AuthFunctions Express - JavaScript

AuthFunctions Express is a middleware for Node.js and Express, providing a simple and lightweight way to implement user authentication and authorization in your web applications.

Features

• Customizable authentication and authorization middleware
• Multiple authentication strategies, including username/password and OAuth2
• Role-based access control
• Token-based authentication for RESTful APIs
• Straightforward integration with Express.js

Installation

You can install AuthFunctions Express using NPM:

npm install authfunctions-express

Usage

First, require the module and configure it to use a desired authentication strategy:

const authFunctions = require('authfunctions-express');

authFunctions.configure({
  strategy: 'local',
  verify: (username, password, done) => {
    // Your authentication logic here
  },
});

After configuring, you can use the provided middleware in your Express routes by calling authFunctions.authenticate():

app.get('/protected', authFunctions.authenticate(), (req, res) => {
  res.send('Hello, authenticated user!');
});

This middleware will check if the user is authenticated before allowing access to the route.
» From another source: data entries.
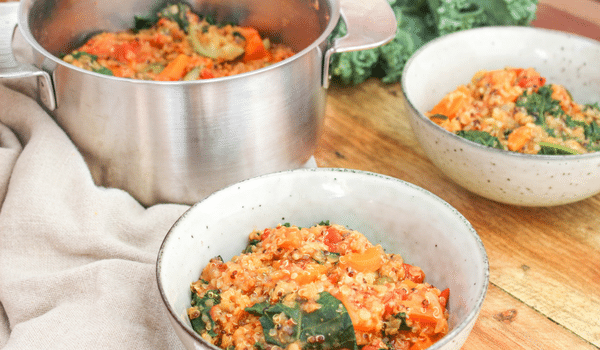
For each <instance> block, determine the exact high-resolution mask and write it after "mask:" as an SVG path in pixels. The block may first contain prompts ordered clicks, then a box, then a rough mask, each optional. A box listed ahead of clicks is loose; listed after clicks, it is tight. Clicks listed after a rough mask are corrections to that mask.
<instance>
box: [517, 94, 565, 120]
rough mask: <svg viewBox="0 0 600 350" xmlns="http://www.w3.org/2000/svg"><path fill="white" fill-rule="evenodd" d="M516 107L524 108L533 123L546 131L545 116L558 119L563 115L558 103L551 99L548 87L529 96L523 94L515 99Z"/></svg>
mask: <svg viewBox="0 0 600 350" xmlns="http://www.w3.org/2000/svg"><path fill="white" fill-rule="evenodd" d="M516 105H517V106H518V107H523V108H525V109H526V110H527V113H528V114H529V115H531V116H533V117H534V118H535V123H536V124H537V125H541V126H542V127H544V128H546V129H547V125H546V115H551V116H553V117H557V118H558V117H560V116H561V115H562V114H564V113H565V112H564V111H563V110H562V108H561V107H560V101H558V100H555V99H553V98H552V87H551V86H549V85H545V86H542V87H540V88H539V89H538V91H537V92H534V93H531V94H527V92H524V93H523V95H521V96H520V97H519V98H518V99H517V102H516Z"/></svg>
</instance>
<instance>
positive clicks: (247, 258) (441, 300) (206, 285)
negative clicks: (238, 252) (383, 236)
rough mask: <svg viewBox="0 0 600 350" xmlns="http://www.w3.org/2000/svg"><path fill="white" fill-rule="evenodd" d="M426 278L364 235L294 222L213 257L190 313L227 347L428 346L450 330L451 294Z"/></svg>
mask: <svg viewBox="0 0 600 350" xmlns="http://www.w3.org/2000/svg"><path fill="white" fill-rule="evenodd" d="M424 279H425V273H424V272H423V271H422V270H421V269H420V268H419V267H417V266H412V265H409V264H408V263H406V262H404V260H403V259H402V257H401V256H400V255H398V254H390V253H386V252H384V250H383V249H382V247H381V246H380V245H373V244H371V243H370V242H369V241H368V240H367V238H366V237H365V236H364V235H363V234H362V233H360V232H357V231H354V230H350V229H348V228H346V227H344V226H341V225H336V224H329V222H321V223H319V224H318V225H314V226H312V227H297V226H293V225H289V224H284V225H278V226H277V227H274V228H267V229H264V230H255V231H253V232H252V233H250V235H249V243H248V246H247V248H246V249H245V250H244V251H243V252H242V253H240V254H239V255H237V256H235V257H233V258H232V259H231V261H228V262H225V261H223V260H222V259H221V258H220V257H215V258H213V259H211V260H210V262H209V263H208V265H207V266H206V267H205V268H204V269H203V270H202V272H201V276H200V279H199V280H198V281H196V282H194V283H192V284H191V292H192V303H191V307H190V308H189V309H188V316H189V318H190V321H191V324H192V327H193V328H194V330H195V331H196V332H197V333H199V334H200V336H201V337H202V338H203V339H205V340H206V341H208V342H209V343H211V344H214V345H216V346H219V347H221V348H223V349H240V350H241V349H287V350H299V349H362V350H377V349H407V350H418V349H425V348H427V347H429V346H430V345H432V344H434V343H435V342H436V341H438V340H439V339H441V338H442V337H443V336H444V335H445V334H447V333H448V311H447V309H446V304H447V301H448V298H449V290H448V289H445V290H443V291H440V290H439V289H437V288H436V287H434V286H432V285H430V284H428V283H427V282H425V280H424Z"/></svg>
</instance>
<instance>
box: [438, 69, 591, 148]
mask: <svg viewBox="0 0 600 350" xmlns="http://www.w3.org/2000/svg"><path fill="white" fill-rule="evenodd" d="M426 115H427V117H429V118H430V119H431V120H432V121H434V122H435V123H437V124H439V125H440V126H442V127H443V128H445V129H446V130H448V131H450V132H453V133H456V134H457V135H459V136H461V137H464V138H467V139H469V140H471V141H475V142H478V143H481V144H483V145H487V146H490V147H495V148H499V149H503V150H508V151H514V152H521V153H528V154H563V155H568V154H581V153H589V152H596V151H600V106H599V105H598V103H597V102H596V103H594V104H585V105H581V104H578V103H576V102H575V101H573V99H572V97H571V94H570V93H569V91H567V89H566V88H565V87H564V86H562V85H557V84H546V78H544V77H542V76H540V74H539V73H538V72H537V71H536V70H535V69H533V68H528V69H522V68H510V67H509V68H505V69H499V70H492V71H480V72H478V73H476V74H475V76H474V77H473V78H472V80H471V82H470V83H469V84H467V85H461V86H459V87H458V88H457V89H456V90H454V91H452V92H450V93H449V94H447V95H446V96H445V97H444V98H443V99H442V100H441V101H440V102H439V103H438V104H437V105H436V106H435V107H434V108H433V109H432V110H431V111H430V112H429V113H427V114H426Z"/></svg>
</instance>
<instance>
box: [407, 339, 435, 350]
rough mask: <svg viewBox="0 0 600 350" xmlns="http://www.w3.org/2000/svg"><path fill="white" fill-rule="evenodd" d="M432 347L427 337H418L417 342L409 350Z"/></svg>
mask: <svg viewBox="0 0 600 350" xmlns="http://www.w3.org/2000/svg"><path fill="white" fill-rule="evenodd" d="M431 345H433V341H431V339H430V338H429V337H428V336H424V337H423V338H421V337H419V341H418V342H416V343H414V344H413V345H412V346H411V347H410V349H409V350H424V349H427V348H428V347H430V346H431Z"/></svg>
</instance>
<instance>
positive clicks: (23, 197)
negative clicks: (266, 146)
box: [0, 85, 188, 350]
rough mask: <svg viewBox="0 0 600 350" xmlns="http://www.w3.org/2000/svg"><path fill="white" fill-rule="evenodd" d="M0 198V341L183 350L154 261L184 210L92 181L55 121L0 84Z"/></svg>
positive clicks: (27, 348) (127, 347)
mask: <svg viewBox="0 0 600 350" xmlns="http://www.w3.org/2000/svg"><path fill="white" fill-rule="evenodd" d="M0 205H1V206H0V348H2V347H3V348H4V349H7V350H8V349H181V348H182V345H181V344H180V342H179V340H178V339H177V337H176V336H175V334H174V333H173V331H172V327H171V325H170V324H169V321H168V319H167V315H166V313H165V312H164V311H163V308H162V305H161V300H160V295H159V293H158V289H157V287H156V279H155V265H154V264H155V261H156V256H157V252H158V249H159V247H160V244H161V242H162V239H163V238H164V235H165V234H166V232H167V231H168V229H169V228H170V227H171V225H172V224H173V223H174V222H175V220H176V219H177V218H178V217H179V216H180V215H181V214H182V213H183V212H184V211H185V210H186V209H187V208H188V207H187V206H184V205H175V204H168V205H165V204H161V205H156V206H153V207H150V208H144V207H142V206H141V205H140V204H139V203H138V202H136V201H135V200H134V199H133V198H132V197H131V196H130V195H129V194H127V193H126V192H124V191H121V190H118V189H107V188H102V187H97V186H96V185H94V183H93V180H92V177H91V175H90V173H89V171H88V168H87V166H86V164H85V162H84V160H83V158H82V156H81V155H80V154H79V153H78V151H77V149H76V147H75V146H74V145H73V144H72V143H71V141H70V140H69V138H68V137H67V136H66V134H65V133H64V132H63V131H62V130H61V129H60V128H59V127H58V126H57V124H56V123H55V122H54V120H53V119H52V118H51V117H50V116H49V115H48V114H46V113H45V112H44V111H43V110H42V109H41V108H40V107H39V106H38V105H37V104H36V103H35V102H34V101H33V100H31V99H30V98H28V97H26V96H25V95H22V94H20V93H18V92H15V91H13V90H10V89H7V88H6V87H4V86H2V85H0Z"/></svg>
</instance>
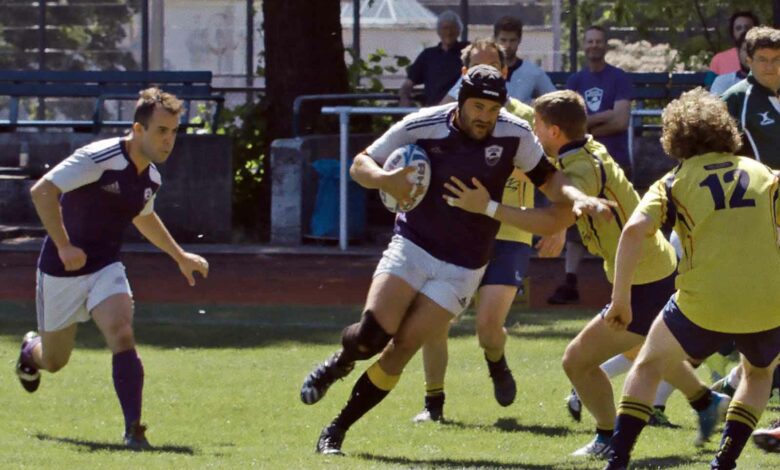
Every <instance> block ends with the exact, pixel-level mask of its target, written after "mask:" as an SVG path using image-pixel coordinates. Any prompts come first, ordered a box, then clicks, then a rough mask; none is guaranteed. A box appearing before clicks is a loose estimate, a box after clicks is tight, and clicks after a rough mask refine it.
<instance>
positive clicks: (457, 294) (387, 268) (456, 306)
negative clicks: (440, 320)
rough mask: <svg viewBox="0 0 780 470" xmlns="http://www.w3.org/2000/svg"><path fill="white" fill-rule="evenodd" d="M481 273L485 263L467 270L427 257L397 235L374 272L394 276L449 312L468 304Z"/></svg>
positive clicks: (421, 249)
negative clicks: (477, 268) (404, 281)
mask: <svg viewBox="0 0 780 470" xmlns="http://www.w3.org/2000/svg"><path fill="white" fill-rule="evenodd" d="M484 272H485V266H483V267H481V268H479V269H468V268H464V267H462V266H457V265H454V264H452V263H447V262H446V261H442V260H440V259H438V258H435V257H433V256H431V255H430V254H429V253H428V252H427V251H425V250H424V249H422V248H420V247H419V246H417V245H415V244H414V243H412V242H410V241H409V240H407V239H406V238H404V237H402V236H400V235H393V239H392V240H391V241H390V244H389V245H388V246H387V249H386V250H385V251H384V253H382V259H381V260H380V261H379V264H378V265H377V267H376V271H374V277H376V276H378V275H380V274H392V275H394V276H397V277H399V278H401V279H403V280H404V281H406V282H407V283H408V284H409V285H411V286H412V287H413V288H415V289H416V290H417V291H418V292H419V293H421V294H423V295H425V296H426V297H428V298H430V299H431V300H433V301H434V302H436V304H438V305H440V306H441V307H442V308H444V309H446V310H447V311H448V312H450V313H452V314H453V315H456V316H457V315H460V314H461V313H463V312H464V311H465V310H466V308H467V307H468V306H469V304H470V303H471V299H472V297H473V296H474V292H475V291H476V290H477V287H479V281H480V279H482V274H484Z"/></svg>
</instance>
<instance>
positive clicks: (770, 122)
mask: <svg viewBox="0 0 780 470" xmlns="http://www.w3.org/2000/svg"><path fill="white" fill-rule="evenodd" d="M745 44H746V47H747V63H748V65H749V66H750V74H749V75H748V77H747V78H746V79H745V80H742V81H741V82H739V83H737V84H736V85H734V86H733V87H731V88H729V89H728V90H727V91H726V93H725V94H724V95H723V99H724V100H725V101H726V104H727V105H728V108H729V114H731V116H732V117H733V118H734V119H736V120H737V124H738V126H739V130H740V131H741V132H742V133H743V136H744V139H743V145H742V148H741V149H740V151H739V155H747V156H752V157H754V158H755V159H756V160H759V161H761V162H763V163H764V164H765V165H768V166H769V167H771V168H773V169H775V170H780V154H778V152H777V149H778V148H780V105H779V104H778V97H780V30H777V29H774V28H770V27H768V26H758V27H755V28H753V29H751V30H750V31H748V33H747V35H746V36H745Z"/></svg>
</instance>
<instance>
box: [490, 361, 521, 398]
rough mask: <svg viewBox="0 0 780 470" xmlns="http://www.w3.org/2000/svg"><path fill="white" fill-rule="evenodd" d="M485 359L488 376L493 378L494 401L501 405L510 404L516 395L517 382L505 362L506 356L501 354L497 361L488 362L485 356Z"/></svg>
mask: <svg viewBox="0 0 780 470" xmlns="http://www.w3.org/2000/svg"><path fill="white" fill-rule="evenodd" d="M485 360H486V361H487V363H488V371H489V372H490V378H491V379H492V380H493V395H494V396H495V397H496V401H497V402H498V404H499V405H501V406H509V405H511V404H512V403H513V402H514V401H515V396H517V384H515V378H514V377H512V371H511V370H509V366H507V364H506V356H501V359H500V360H499V361H498V362H490V361H489V360H487V358H485Z"/></svg>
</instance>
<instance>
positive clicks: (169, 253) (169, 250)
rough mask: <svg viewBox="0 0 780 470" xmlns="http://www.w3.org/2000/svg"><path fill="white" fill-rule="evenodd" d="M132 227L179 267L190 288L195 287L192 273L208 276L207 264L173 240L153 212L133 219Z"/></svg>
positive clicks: (158, 219)
mask: <svg viewBox="0 0 780 470" xmlns="http://www.w3.org/2000/svg"><path fill="white" fill-rule="evenodd" d="M133 225H135V227H136V228H137V229H138V231H139V232H141V235H143V236H144V237H146V238H147V239H148V240H149V241H150V242H151V243H152V244H153V245H154V246H156V247H157V248H159V249H160V250H162V251H164V252H165V253H167V254H168V256H170V257H171V258H173V259H174V261H176V263H177V264H178V265H179V270H180V271H181V273H182V274H183V275H184V277H185V278H187V282H188V283H189V285H190V286H194V285H195V277H194V276H193V273H195V272H196V271H197V272H199V273H200V274H201V276H203V277H204V278H206V277H208V275H209V263H208V262H207V261H206V259H205V258H203V257H202V256H200V255H196V254H195V253H187V252H186V251H184V250H183V249H182V248H181V247H180V246H179V244H178V243H176V240H174V239H173V237H172V236H171V234H170V232H168V229H167V228H165V225H163V223H162V220H160V217H159V216H157V214H156V213H155V212H151V213H149V214H146V215H139V216H137V217H136V218H135V219H133Z"/></svg>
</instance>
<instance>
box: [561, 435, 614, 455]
mask: <svg viewBox="0 0 780 470" xmlns="http://www.w3.org/2000/svg"><path fill="white" fill-rule="evenodd" d="M610 455H612V447H610V445H609V442H604V441H600V440H598V438H595V439H593V440H592V441H590V442H589V443H588V444H587V445H586V446H585V447H581V448H579V449H577V450H575V451H574V452H572V453H571V456H572V457H595V458H597V459H605V460H606V459H608V458H609V457H610Z"/></svg>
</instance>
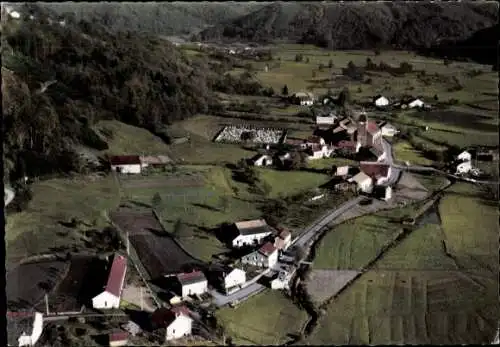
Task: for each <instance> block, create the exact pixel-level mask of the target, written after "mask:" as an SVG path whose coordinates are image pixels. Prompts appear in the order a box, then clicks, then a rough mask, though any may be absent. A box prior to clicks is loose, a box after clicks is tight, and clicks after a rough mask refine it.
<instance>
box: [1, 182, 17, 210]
mask: <svg viewBox="0 0 500 347" xmlns="http://www.w3.org/2000/svg"><path fill="white" fill-rule="evenodd" d="M3 191H4V193H5V195H4V206H5V207H7V205H8V204H10V203H11V202H12V200H13V199H14V196H15V193H14V190H12V189H11V188H8V187H4V189H3Z"/></svg>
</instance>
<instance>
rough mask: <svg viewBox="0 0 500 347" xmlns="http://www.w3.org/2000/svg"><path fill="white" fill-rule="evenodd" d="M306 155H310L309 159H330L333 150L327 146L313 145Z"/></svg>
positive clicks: (309, 159)
mask: <svg viewBox="0 0 500 347" xmlns="http://www.w3.org/2000/svg"><path fill="white" fill-rule="evenodd" d="M306 153H307V155H308V157H307V159H309V160H314V159H322V158H328V157H330V156H331V155H332V153H333V149H332V148H330V147H328V146H326V145H313V146H311V147H309V148H307V149H306Z"/></svg>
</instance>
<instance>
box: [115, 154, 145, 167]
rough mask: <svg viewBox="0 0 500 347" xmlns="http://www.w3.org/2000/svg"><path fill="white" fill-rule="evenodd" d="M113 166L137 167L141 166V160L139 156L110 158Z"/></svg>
mask: <svg viewBox="0 0 500 347" xmlns="http://www.w3.org/2000/svg"><path fill="white" fill-rule="evenodd" d="M109 162H110V163H111V165H137V164H139V165H140V164H141V158H140V157H139V156H138V155H118V156H111V157H109Z"/></svg>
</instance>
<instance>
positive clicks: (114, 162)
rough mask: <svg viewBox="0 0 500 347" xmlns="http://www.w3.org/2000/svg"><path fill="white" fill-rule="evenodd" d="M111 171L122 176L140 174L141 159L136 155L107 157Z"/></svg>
mask: <svg viewBox="0 0 500 347" xmlns="http://www.w3.org/2000/svg"><path fill="white" fill-rule="evenodd" d="M108 159H109V163H110V165H111V170H112V171H115V172H118V173H124V174H140V173H141V171H142V164H141V158H140V157H139V156H138V155H118V156H110V157H108Z"/></svg>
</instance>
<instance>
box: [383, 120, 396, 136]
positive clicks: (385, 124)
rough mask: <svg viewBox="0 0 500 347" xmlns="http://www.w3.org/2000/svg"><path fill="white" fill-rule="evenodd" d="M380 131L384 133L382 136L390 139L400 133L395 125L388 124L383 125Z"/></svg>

You can also use authFunctions.authorize(role) to restrict access to certain user roles:

app.get('/admin', authFunctions.authenticate(), authFunctions.authorize('admin'), (req, res) => {
  res.send('Hello, admin!');
});

Examples

Token-based authentication for RESTful APIs

const authFunctions = require('authfunctions-express');
const jwt = require('jsonwebtoken');

authFunctions.configure({
  strategy: 'jwt',
  secret: 'my-secret-key',
  verify: (payload, done) => {
    // Your authentication logic here
  },
});

app.post('/login', (req, res) => {
  // Authenticate user and generate token
  const token = jwt.sign({ userId: user.id }, 'my-secret-key');
  res.json({ token });
});

app.get('/protected', authFunctions.authenticate('jwt'), (req, res) => {
  res.send('Hello, authenticated user!');
});

OAuth2 authentication with Passport.js

const authFunctions = require('authfunctions-express');
const passport = require('passport');
const GoogleStrategy = require('passport-google-oauth').OAuth2Strategy;

authFunctions.configure({
  strategy: 'oauth2',
  provider: 'google',
  clientID: 'your-client-id',
  clientSecret: 'your-client-secret',
  callbackURL: 'https://your-app.com/auth/google/callback',
  verify: (accessToken, refreshToken, profile, done) => {
    // Your authentication logic here
  },
});

// Set up passport
passport.use(new GoogleStrategy({
  clientID: 'your-client-id',
  clientSecret: 'your-client-secret',
  callbackURL: 'https://your-app.com/auth/google/callback',
}, authFunctions.passportCallback('oauth2', 'google')));

// Handle authentication flow
app.get('/auth/google', passport.authenticate('google', { scope: ['profile', 'email'] }));
app.get('/auth/google/callback', passport.authenticate('google', { failureRedirect: '/login' }), (req, res) => {
  res.redirect('/');
});

// Protected route
app.get('/protected', authFunctions.authenticate('oauth2'), (req, res) => {
  res.send('Hello, authenticated user!');
});

License

This module is licensed under the MIT License. See LICENSE for details.